Glória, Glória!

Absque vado fluvius, nec stat sine pelice proles

Era uma vez um Estado não muito distante onde, em certa manhã, uma branda figura surgiu iluminada entre magníficas auréolas douradas, contornando os ventos e movendo as nuvens ao seu redor. Ela se proclamou a própria Ética. Os cidadãos, antes deslumbrados, ao tomar ciência de tal presença sagrada, julgaram-se abençoados. A população de tal Estado, então, pôs-se de joelhos, reverenciando aquela bela entidade, e não tardou para que todos os homens públicos do lugar se pusessem diante dela, igualmente embasbacados, tratando o seu como o mais afortunado entre os Estados.
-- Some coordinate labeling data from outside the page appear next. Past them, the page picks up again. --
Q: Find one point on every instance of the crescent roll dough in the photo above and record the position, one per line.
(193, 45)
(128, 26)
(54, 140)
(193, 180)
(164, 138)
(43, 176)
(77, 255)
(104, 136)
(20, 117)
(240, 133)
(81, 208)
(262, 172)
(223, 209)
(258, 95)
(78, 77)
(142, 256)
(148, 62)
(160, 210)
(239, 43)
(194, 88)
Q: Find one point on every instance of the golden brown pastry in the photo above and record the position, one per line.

Entre os murmúrios e as orações que se ouviam insurgiu uma voz que questionava tamanha benção: que, se fosse realmente milagrosa tal divindade, indicasse quais entre os homens públicos do Estado não mereceriam beijar os seus pés e louvar sua figura majestosa. A Ética, formosa em seus gestos, afável em suas feições, apontou suavemente seu indicador ao primeiro entre os homens de terno que se punham ante seus pés. Os cidadãos, pasmos, voltaram-se ao homem, que ajeitou sua gravata e, enquanto corria-lhe uma lágrima, pôs-se ao fim daquela fila. Antes que pudesse se refazer de tal choque, porém, a população do Estado viu que outro homem público já era denunciado pela Ética. Enquanto seguiam os burburinhos, outro e outro e, logo, todos os homens públicos do Estado foram, um por um, apontados pelo cadente indicador da gloriosa Ética.
Os políticos e burocratas, quando se amontoaram ante a população e sua censura, puseram-se, então, a difamar a suposta divindade, insurgindo contra sua validade. Como poderia um Estado de homens lúcidos, do século da ciência, creditar tanta confiança a uma figura mística e um suposto milagre? Como não exigir da tal entidade comprovação de suas denúncias? E, afinal, como poderíamos acreditar em nossos próprios olhos quando eles abusam de nossa própria razão?
Os cidadãos, então, sacudidos pelo discurso racional de seus representantes, abraçaram-se às pedras, telhas, puas e tijolos do redor e, antes que a entidade charlatã que se proclamava Ética pudesse reagir, atiraram aquilo que estivesse ao alcance das mãos na figura, que, assombrada, deu as costas àquele povo e nunca mais surgiu naquele Estado.